Il rapporto istat citato nell’articolo è il seguente:

e, giusto per vedere la cosa sotto un’altro aspetto:

https://www.money.it/Classifica-popoli-ignoranti-mondo-Italia-prima-Europa-Istat

basato su questa statistica

Le due statistiche insieme ci dicono qualcosa di interessante, gli italiani hanno un tasso di scolarità molto basso ed una percezione della realtà molto lontana da quanto riportano i dati ufficiali.

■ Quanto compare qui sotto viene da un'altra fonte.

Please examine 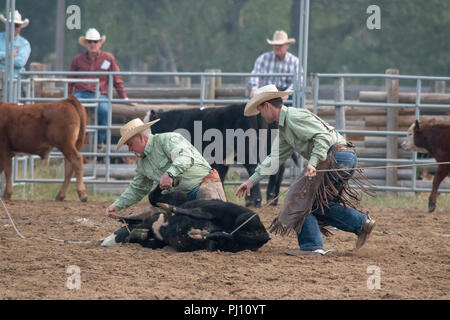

Inoltre secondo uno studio pubblicato su Frontiers in Psychology, solo in Europa gli analfabeti funzionali ammonterebbero a circa 80 milioni di individui. Secondo lo Human Development Report 2009 la concentrazione più bassa si registra in Norvegia (7,9%), mentre quella più alta è in Italia (47%).

https://tg24.sky.it/mondo/2019/09/06/analfabetismo-funzionale-italia

Se aggiungiamo quindi i livelli di analfabetismo funzionale e di ritorno del nostro paese alle statistiche precedenti si evince una mancanza culturale di capacità di analisi critica portano ad una costruzione e lettura della realtà che non collima con i dati reali.

La verità percepita quindi diventa un affare arbitrario slegato dalla raccolta delle evidenze che comunque non si saprebbero interpretare per mancanza di pensiero critico.

Ma se la verità diventa una faccenda fideísta allora si carica di valori morali che rendono chi non si allinea “cattivo” anche di fronte a considerazioni altrimenti condivisibili.

Mi viene in mente il tragico caso di Willy Monteiro Duarte, ucciso per futili motivi.

Un atto vergognoso e disgustoso, figlio presumibilmente di una sottocultura che fa della violenza lo strumento di comunicazione primario.

Ma il ricordare, in questo caso, che coloro che sono stati arrestati sono innocenti fino a che il tribunale non li dichiarerà colpevoli e che in Italia tutti sono innocenti fino a che non sia provata la colpevolezza (la base della nostra civiltà giuridica tranne che verso l’amministrazione finanziaria dello stato) ha scatenato su twitter reazioni violente (non avendo Facebook non ho referenze specifiche).

Eppure è una banalità.

Ecco che una cosa “vera” come la presunzione di innocenza cardine del nostro sistema legale diventa di colpo negata nel caso specifico, senza che questo porti a percepire un conflitto intrinseco.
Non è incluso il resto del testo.